By Toru Taba and Falmaro. Released in Japan as “Tensai Ouji no Akaji Kokka Saisei Jutsu ~Sou da, Baikoku Shiyou~” by GA Bunko. Released in North America by Yen On. Translated by Jessica Lange.
As we’ve now gone through about nine volumes of this series, it’s good to remember that the initial premise was that Wein was trying various ways to abdicate his responsibilities, and failing for the most part because a) he’s too good at his job, and b) he won’t do it if it means the people of Natra suffer. For the last few books, that’s mostly been forgotten, to the point where the title almost seems archaic. But this book reminds us that yes, Wein really does not want to be running his country, and he is still trying to take steps to avoid being the ruler. Fortunately for Wein, he has an adorable little sister with even more charisma than he has who sucks up knowledge like a sponge. The most interesting scenes in the book are when he asks Falanya is he really is “good” to the Flahm, and if so, how? Getting her to stop hero-worshipping him is a good first step.
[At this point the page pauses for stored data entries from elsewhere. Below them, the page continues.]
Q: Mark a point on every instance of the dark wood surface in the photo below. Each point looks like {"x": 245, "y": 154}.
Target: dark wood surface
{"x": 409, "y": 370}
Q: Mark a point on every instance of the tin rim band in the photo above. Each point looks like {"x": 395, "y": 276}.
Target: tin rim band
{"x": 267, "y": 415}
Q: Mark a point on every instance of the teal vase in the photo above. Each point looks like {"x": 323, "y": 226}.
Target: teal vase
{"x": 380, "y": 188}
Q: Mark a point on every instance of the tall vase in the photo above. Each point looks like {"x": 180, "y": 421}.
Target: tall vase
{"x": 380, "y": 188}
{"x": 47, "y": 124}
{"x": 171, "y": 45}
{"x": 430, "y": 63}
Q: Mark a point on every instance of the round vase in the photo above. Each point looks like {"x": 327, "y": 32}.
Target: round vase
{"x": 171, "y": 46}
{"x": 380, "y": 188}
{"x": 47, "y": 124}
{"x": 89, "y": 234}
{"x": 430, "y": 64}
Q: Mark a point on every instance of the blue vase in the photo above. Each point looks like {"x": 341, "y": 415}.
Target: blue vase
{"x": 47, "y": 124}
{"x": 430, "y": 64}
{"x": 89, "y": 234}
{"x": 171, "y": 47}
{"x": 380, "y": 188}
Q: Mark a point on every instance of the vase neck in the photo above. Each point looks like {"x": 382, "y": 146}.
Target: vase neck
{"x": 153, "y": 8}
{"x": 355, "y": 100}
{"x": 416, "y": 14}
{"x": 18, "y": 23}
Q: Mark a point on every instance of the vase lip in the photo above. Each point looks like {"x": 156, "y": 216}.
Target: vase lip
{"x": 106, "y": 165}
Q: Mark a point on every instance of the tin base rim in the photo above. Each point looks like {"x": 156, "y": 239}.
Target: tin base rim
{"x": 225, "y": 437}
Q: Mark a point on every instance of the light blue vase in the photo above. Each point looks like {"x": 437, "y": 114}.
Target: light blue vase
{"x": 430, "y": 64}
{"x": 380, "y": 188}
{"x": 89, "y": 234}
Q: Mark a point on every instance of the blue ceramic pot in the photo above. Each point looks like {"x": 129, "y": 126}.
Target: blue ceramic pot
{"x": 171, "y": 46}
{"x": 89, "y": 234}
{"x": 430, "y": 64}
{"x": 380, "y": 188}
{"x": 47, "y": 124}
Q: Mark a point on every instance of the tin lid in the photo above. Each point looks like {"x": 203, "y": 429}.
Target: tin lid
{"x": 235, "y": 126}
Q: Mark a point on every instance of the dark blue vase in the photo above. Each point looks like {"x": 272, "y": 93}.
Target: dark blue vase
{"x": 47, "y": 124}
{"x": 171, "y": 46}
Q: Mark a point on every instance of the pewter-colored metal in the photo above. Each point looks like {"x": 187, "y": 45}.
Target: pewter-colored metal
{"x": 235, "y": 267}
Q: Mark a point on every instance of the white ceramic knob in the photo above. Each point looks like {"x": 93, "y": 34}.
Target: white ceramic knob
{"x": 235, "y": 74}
Wein and Ninym are on their way to Ulbeth, a nation divided into four regions: Muldu, Altie, Roynock, and Facrita. In theory they all are distinct areas with their own distinct rulers but united as an alliance. In practice, they all hate each other. Wein has been invited by Muldu’s representative, Agata, a Holy Elite who wants Wein’s help to undermine the other nations. Of course, Wein is not about to do this out of the goodness of its heart, but (as with most books in the series) complications suddenly turn up. Who’s going to win this mini-throne war? Can everything be solved by simply marrying as many couples as possible? And, most importantly, if something happens to Ninym, has Wein matured enough as a person not to simply kill every single person in the nation?
Slavery, as a concept, is so prevalent in light novels that it has become one of the worst cliches, and Genius Prince has been no exception. The Flahm have been presented in the story to date as an oppressed and hated group, and even in Natra, which supports them to an extent, Wein and Ninym have to merely be content to be ruler and aide and nothing more. The backstory of the Flahm has been teased in previous books, but here we get (secondhand) most of the story. I’ll be honest, it’s handled a bit better than other stories of its ilk, but still makes me a bit uncomfortable. On the up side, spoiling the previous paragraph a bit, we’re now seeing Wein be big enough to have someone kidnap Ninym and NOT destroy them completely. Alas, poor Ninym for once is the damsel in distress – her pulling a Wein and bewailing it at the end is hilarious.
I have a sneaking suspicion this series will end with Falanya on the throne and Wein and Ninym running off somewhere together, but we’re not there yet. Till then, this is a solid volume.